Have you ever noticed the people at a baseball game who look like they’re taking notes? That’s the lost art of scorekeeping and it’s key in keeping track of every single play on the baseball field and recorded as a stat.
Stats are everything in baseball and rooted in the deep traditions of the game. So for nearly every play imaginable, a stat is sure to exist.
Events like, “Pinch runner who has hit more than two home runs during a game wearing the No. 6” seems like information overload, but many stats like this are crucial to the game.
With baseball season underway, let’s go through some of the most important baseball stats…
The total number of hits a player has divided by the total number of at bats. It is expressed as a three place decimal but recited as a whole number. In other words, a player’s batting average will be written as .278 but an announcer will say the player is “hitting two-seventy-eight.”
Key Batting Averages
- 400: It is an incredible achievement to hit .400 over the course of a whole season. In fact, the last player to do it was Ted Williams all the way back in 1941.
- 300: This is the defining line between having a good season and a great one. Hitting .300 is what all players strive to do at the beginning of the season.
- 200: This is known as the “Mendoza Line” (named for utility infielder Mario Mendoza). Hitting below .200 is unacceptable at the major league level.
Batting Average with runners in scoring position
Base-runners on second or third base are in “scoring position” because they can try to score on a single to the outfield. A player’s batting average with runners in scoring position is a way to measure whether that player gets meaningful or “clutch” hits.
Earned Run Average
Frequently referred to as “ERA.” The total number of earned runs allowed, divided by innings pitched, times 9. An ERA under 4.00 is very good. An ERA under 3.00 is excellent.
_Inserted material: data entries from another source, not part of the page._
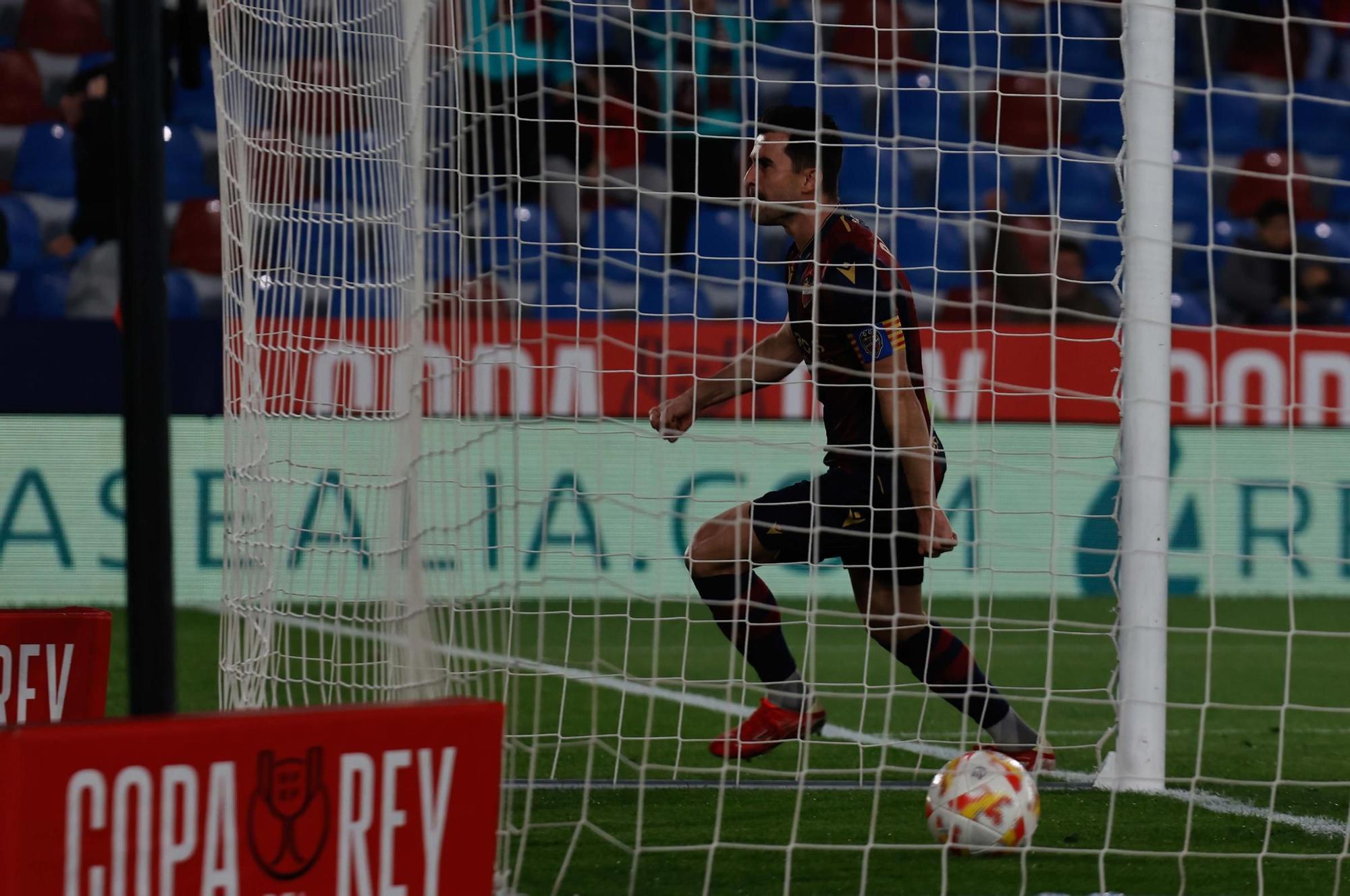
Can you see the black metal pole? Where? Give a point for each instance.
(145, 365)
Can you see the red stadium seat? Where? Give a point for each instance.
(63, 26)
(196, 237)
(21, 101)
(1024, 113)
(871, 33)
(1267, 177)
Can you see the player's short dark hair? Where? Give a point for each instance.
(805, 133)
(1272, 210)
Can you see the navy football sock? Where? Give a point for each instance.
(749, 616)
(942, 661)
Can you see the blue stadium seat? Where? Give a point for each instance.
(677, 298)
(927, 109)
(959, 32)
(1102, 126)
(1191, 188)
(622, 242)
(839, 94)
(1090, 43)
(1321, 118)
(25, 234)
(186, 177)
(934, 253)
(182, 296)
(1191, 310)
(1089, 191)
(1325, 238)
(573, 300)
(41, 295)
(1105, 252)
(877, 179)
(1243, 118)
(47, 161)
(958, 191)
(722, 244)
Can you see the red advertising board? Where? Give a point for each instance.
(622, 368)
(353, 802)
(53, 665)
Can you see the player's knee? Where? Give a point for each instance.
(704, 557)
(892, 631)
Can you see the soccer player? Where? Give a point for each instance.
(851, 318)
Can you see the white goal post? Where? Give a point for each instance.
(469, 244)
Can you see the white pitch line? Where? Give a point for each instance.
(1213, 802)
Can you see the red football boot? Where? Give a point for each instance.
(1033, 760)
(765, 729)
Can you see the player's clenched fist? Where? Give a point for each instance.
(936, 535)
(673, 418)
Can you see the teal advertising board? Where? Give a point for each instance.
(565, 509)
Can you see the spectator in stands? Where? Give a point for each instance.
(87, 107)
(1263, 284)
(1075, 298)
(87, 110)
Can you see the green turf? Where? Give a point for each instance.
(1228, 673)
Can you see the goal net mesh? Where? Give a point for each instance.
(469, 245)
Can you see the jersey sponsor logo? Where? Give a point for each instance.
(894, 333)
(871, 345)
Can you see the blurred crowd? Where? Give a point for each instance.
(588, 156)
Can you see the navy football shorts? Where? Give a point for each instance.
(863, 517)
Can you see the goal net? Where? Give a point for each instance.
(470, 244)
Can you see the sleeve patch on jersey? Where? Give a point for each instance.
(894, 333)
(871, 345)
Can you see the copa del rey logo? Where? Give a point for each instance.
(188, 829)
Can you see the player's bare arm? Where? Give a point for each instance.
(767, 362)
(905, 422)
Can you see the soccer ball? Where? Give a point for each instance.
(983, 802)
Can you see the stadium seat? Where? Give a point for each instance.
(967, 181)
(677, 298)
(1191, 310)
(1021, 114)
(967, 34)
(766, 293)
(196, 237)
(1241, 118)
(877, 179)
(196, 107)
(927, 109)
(25, 234)
(1090, 43)
(21, 101)
(1321, 118)
(934, 253)
(1267, 177)
(186, 176)
(182, 296)
(842, 98)
(1191, 187)
(722, 244)
(870, 33)
(1102, 125)
(47, 161)
(63, 26)
(1089, 191)
(1325, 238)
(41, 295)
(626, 241)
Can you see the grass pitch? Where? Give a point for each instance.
(1259, 721)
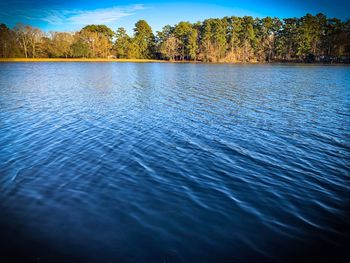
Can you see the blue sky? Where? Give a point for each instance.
(66, 15)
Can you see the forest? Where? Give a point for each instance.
(311, 38)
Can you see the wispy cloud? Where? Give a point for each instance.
(56, 16)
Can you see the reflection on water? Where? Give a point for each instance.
(104, 162)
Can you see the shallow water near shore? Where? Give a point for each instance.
(169, 162)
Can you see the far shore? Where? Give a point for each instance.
(135, 60)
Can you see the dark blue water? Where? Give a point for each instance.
(112, 162)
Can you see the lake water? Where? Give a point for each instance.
(124, 162)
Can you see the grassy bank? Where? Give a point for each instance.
(77, 60)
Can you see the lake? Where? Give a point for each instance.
(162, 162)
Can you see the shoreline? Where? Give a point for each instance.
(131, 60)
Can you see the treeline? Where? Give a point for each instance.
(230, 39)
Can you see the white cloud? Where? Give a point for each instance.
(79, 17)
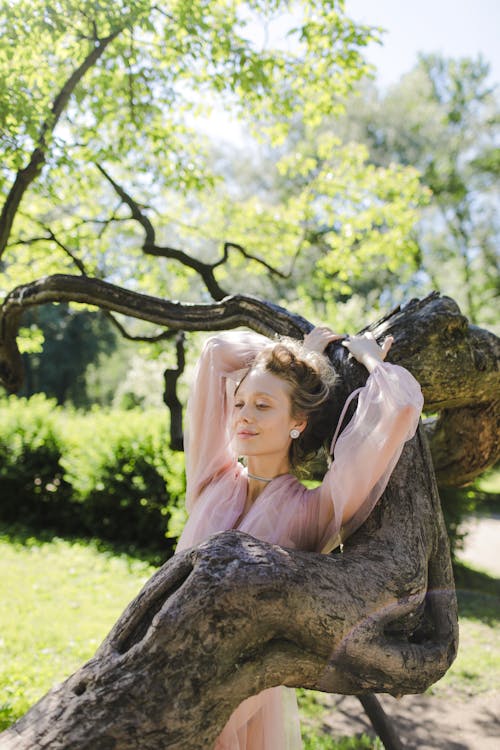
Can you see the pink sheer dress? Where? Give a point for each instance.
(286, 512)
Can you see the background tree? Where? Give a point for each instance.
(443, 118)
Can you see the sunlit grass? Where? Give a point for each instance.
(59, 600)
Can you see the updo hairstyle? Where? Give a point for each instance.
(311, 379)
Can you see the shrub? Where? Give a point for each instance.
(109, 475)
(32, 485)
(124, 474)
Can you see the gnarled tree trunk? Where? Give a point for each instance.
(234, 615)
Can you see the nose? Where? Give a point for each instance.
(245, 413)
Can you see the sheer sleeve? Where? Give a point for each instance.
(367, 451)
(207, 437)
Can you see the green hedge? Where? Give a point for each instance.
(109, 475)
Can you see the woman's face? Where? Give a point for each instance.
(262, 421)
This pitcher’s stat is counted by number of outs, and is expressed in thirds. If a pitcher completes five innings and then gets two outs in the sixth inning, he is credited with 5 2/3 innings pitched. Although inaccurate, if expressed as a decimal, it would be written 5.2.
Left On Base
Sometimes written as LOB, this measures how many runners reached base and did not score. It is typically expressed as a team stat for a game.
This factors in how often a player can draw a walk. It is the total number of hits plus walks, divided by total Plate Appearances (At-Bats plus Walks).
On-Base Percentage PLUS Slugging Percentage. This is the stat that many experts say is the best indicator of who the best player is at any given time.
Runs batted in. Anytime a player gets a hit and a base runner scores on that hit, the player is credited with a run batted in.
If a player hits a home run, he is credited with a run batted in for himself scoring as well. Although the word “run” is the plural in this stat, the plural of RBI is RBIs, not RsBI. This stat is also sometimes called “ribbies”.
This is the total number of runs scored by a player, plus the total number of RBIs, minus the number home runs hit. The reason you subtract the home runs is that on each home run a player is credited with both a run scored and an RBI, even though it produces only one run.
Runs and Earned Runs
When a pitcher allows a man to reach base, he is charged with a run if that runner scores, even if he is taken out of the game and a new pitcher is on the mound when the base runner scores (for the relief pitcher who came in, he is charged with an “inherited run” or “inherited runner scored” in that situation).
“Earned Runs” is the number of runs a pitcher allows other than those attributable to errors. If a man reaches base on an error and scores, the pitcher is charged with a run, but not an earned run. In addition, if an error occurs in an inning, any runs that score once there are two outs in the inning are unearned runs (because in that situation the inning would have been over had the error not occurred).
While there are complicated rules for when to award a save, the most common is a pitcher who successfully finishes a game protecting a lead of three runs or less.
A players Total Bases divided by At-Bats. Expressed the same way as a batting average (e.g. .645)
This adds up the players hits, awarding 1 for a single, 2 for a double, 3 for a triple, and 4 for a home run. This is a way to measure hitting and factor in power.
Walks Plus Hits Per Innings Pitched: Total number of walks, plus total number of hits, divided by innings pitched. This is thought to be one of the best measures of effective pitching. A WHIP of under 1.000 is outstanding.